Worker Configuration
The final step in preparing Integration Manager to run DataFlow is setting up the worker. This is a fairly straightforward process, assuming that you already have a working knowledge of DataFlow and the particular engine and cluster configurations you want for this instance. This section does not outline how to optimize your DataFlow instance or configure it, but instead describes how to pass those cluster and engine configurations into the worker.
Assumptions:
• DataFlow is installed on the worker machine (embedded or remote).
• You have access to a current DataFlow license on the worker machine (embedded or remote).

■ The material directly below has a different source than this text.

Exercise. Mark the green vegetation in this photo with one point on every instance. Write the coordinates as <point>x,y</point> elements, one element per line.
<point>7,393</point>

First, you will need to open the application.properties file. All configuration at the worker level is done here.
application.properties
# Dataflow Configuration
dataflow.enabled=true
dataflow.licensePath=${sharedDataPath}/license/df6.slc
dataflow.localEngineInstallPath=${sharedDataPath}/actian-dataflow-6.6.1-17/bin
dataflow.localEngineListenerPort=4998
dataflow.localEngineRemoteJvmArgs=-Xms64m -Xmx1g -XX:PermSize=64m -XX:MaxPermSize=256m -Dsun.client.defaultConnectTimeout=60000 -Dsun.client.defaultReadTimeout=180000
dataflow.allowAllExecutables=false
#dataflow.executableWhiteList=
dataflow.charset=utf-8
dataflow.strictMode=disabled
#dataflow.clusterConf=yarn://datarush-head.datarush.local
#dataflow.engineConf=moduleConfiguration=datarush-hadoop-cdh5,name2=value,name3=value
The worker interfaces DataFlow using the RushScript command line interface (dr and dr.bat).
Next, provide any specific Engine configurations. The engineConf is a series of comma-delimited key-value pairs. strictMode is set to either disabled, warning or error.
You now should be able to start the worker, and it will begin listening on the queue for dataflow jobs.